Un mariage palestinien en Jordanie

Vous pourriez croire que mon annonce sur Facebook du mariage de mon cousin gazaoui en Jordanie était une invitation à une veillée en souvenir de cette infamie qu’est Israël.

Les trolls sionistes qui accourent en nombre à chaque affirmation d’identité des Palestiniens ont une fois de plus exhibé leurs sales bobines pour sortir leurs discours d’oblitération et semer la discorde.

 

Un mariage palestinien en Jordanie

Mon message sur Facebook, le 21 juin 2024, avec la légende : « Des Gazaouis (mes cousins de la famille Bseiso) célèbrent un mariage en Jordanie en un endroit qui surplombe la Palestine ».

 

Depuis longtemps, les mariages palestiniens représentent la résilience. Ils revêtent une signification plus profonde durant les périodes de guerre; ils célèbrent les traditions et renforcent les liens; ils apportent un soutien émotionnel et facilitent les liens communautaires ; ils célèbrent la vie malgré l’adversité et symbolisent l’unité et l’espoir d’un avenir meilleur.

Le 21 juin 2024, j’ai posté sur Facebook ma photo prise lors d’un mariage palestinien chez mes cousins gazaouis. La légende disait : « Des Gazaouis (mes cousins de la famille Bseiso) célèbrent un mariage en Jordanie en un endroit qui surplombe la Palestine ».

Les trolls sionistes se sont servis de ce message comme d’une occasion pour remettre en question l’identité palestinienne de la famille (« la famille Bseiso, d’Alep, en Syrie, qui a émigré voici deux siècles vers la terre d’Israël ») et pour exprimer leurs opinions selon lesquelles la Jordanie est la Palestine et pour en déduire par conséquent qu’il n’était nullement nécessaire que les Palestiniens affirment leur droit à l’autodétermination et à la souveraineté dans leur patrie ancestrale :

« Le Royaume hachémite de Jordanie est en Palestine ! La PALESTINE n’est ni un État ni un pays, mais une région, exactement comme les Balkans ou le Caucase ! »
« Ils sont en Jordanie ! Et c’est là leur vraie place !!!!!! »
« Mais la Jordanie, c’est la Palestine arabo-musulmane ! Et sur 80 % de la région de Palestine, presque tout le territoire.
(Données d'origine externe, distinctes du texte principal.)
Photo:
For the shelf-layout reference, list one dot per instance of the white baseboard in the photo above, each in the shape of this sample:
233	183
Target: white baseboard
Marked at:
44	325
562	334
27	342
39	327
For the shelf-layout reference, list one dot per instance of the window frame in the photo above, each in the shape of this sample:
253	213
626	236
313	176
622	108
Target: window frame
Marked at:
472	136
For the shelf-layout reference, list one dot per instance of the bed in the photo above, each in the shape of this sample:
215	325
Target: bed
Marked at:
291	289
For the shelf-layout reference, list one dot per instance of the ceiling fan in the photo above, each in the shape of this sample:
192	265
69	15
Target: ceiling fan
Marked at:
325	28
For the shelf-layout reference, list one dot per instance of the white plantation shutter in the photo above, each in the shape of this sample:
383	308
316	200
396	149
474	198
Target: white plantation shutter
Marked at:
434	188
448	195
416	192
Qu’est-ce qu’ils ont encore à regarder de plus ? »
« Er… La Jordanie est en Palestine ! »

 

En décrivant la Jordanie comme se trouvant « en Palestine », les trolls obscurcissent l’histoire pour attiser la confusion et créer des divisions. La monarchie de Jordanie a affronté des défis en équilibrant les intérêts palestiniens dans le même temps qu’elle maintenait sa stabilité et c’est cette stabilité délicate qu’Israël et ses trolls veulent bousculer. La frontière géopolitique décrite dans le cri de ralliement « du fleuve à la mer » ne comprend que la Cisjordanie, c’est-à-dire ce qui se trouve à l’ouest du Jourdain, et non ce qui se trouve à l’est.
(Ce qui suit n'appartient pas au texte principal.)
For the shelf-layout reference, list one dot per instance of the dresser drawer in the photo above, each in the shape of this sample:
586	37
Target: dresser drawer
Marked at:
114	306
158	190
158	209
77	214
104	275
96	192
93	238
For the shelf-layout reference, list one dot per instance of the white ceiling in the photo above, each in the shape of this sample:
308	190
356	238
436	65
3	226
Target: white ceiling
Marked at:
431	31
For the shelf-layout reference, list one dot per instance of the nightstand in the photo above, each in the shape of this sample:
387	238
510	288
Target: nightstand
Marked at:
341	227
Bien qu’il y ait des connexions historiques et culturelles entre les régions à l’ouest et à l’est du Jourdain, la Transjordanie n’était pas considérée comme faisant partie de la Palestine dans un sens géopolitique strict, au cours de la période ottomane ou sous le Mandat britannique après 1921, quand furent établies les frontières internationales entre la Palestine et la Transjordanie. À l’époque, l’accord Sykes-Picot et la déclaration Balfour apportaient une recette à l’instabilité désastreuse de la partie sud de la Grande Syrie, autrement dit, deux pays (la Palestine et la Transjordanie) pour trois peuples – les Palestiniens, les Transjordaniens et une communauté juive sioniste immigrante en nombre croissant en Palestine.

L’instauration du Royaume hachémite de Jordanie a procuré une continuité et un degré de stabilité dans la région (les Hachémites jouent un trôle particulier en tant que gardiens des sites sacrés musulmans à Jérusalem), mais la monarchie n’a jamais résolu le conflit sous-jacent entre les sionistes et les Palestiniens dans la région, préférant en lieu et place de coopérer avec les EU et abonder dans leur illusoire et trompeur « processus de paix ».

La Jordanie a soutenu les droits palestiniens et procuré un refuge et une intégration à de nombreux Palestiniens. Elle a toujours défendu une solution à deux États et les droits des Palestiniens sur les plates-formes internationales. Cette position a contribué à garder la cause palestinienne sous les projeteurs internationaux. Toutefois, la Jordanie a également agi dans le but de sauvegarder sa propre autorité, parfois au détriment des aspirations nationalistes palestiniennes. Ses actions ne se sont pas toujours parfaitement alignées sur les buts nationalistes palestiniens. Et, bien qu’aujourd’hui, dans le sillage du 7 octobre, l’opinion publique en Jordanie bascule fortement contre la normalisation avec Israël, les préoccupations concernant la stabilité et la sécurité restent d’une importance de premier plan pour les Jordaniens.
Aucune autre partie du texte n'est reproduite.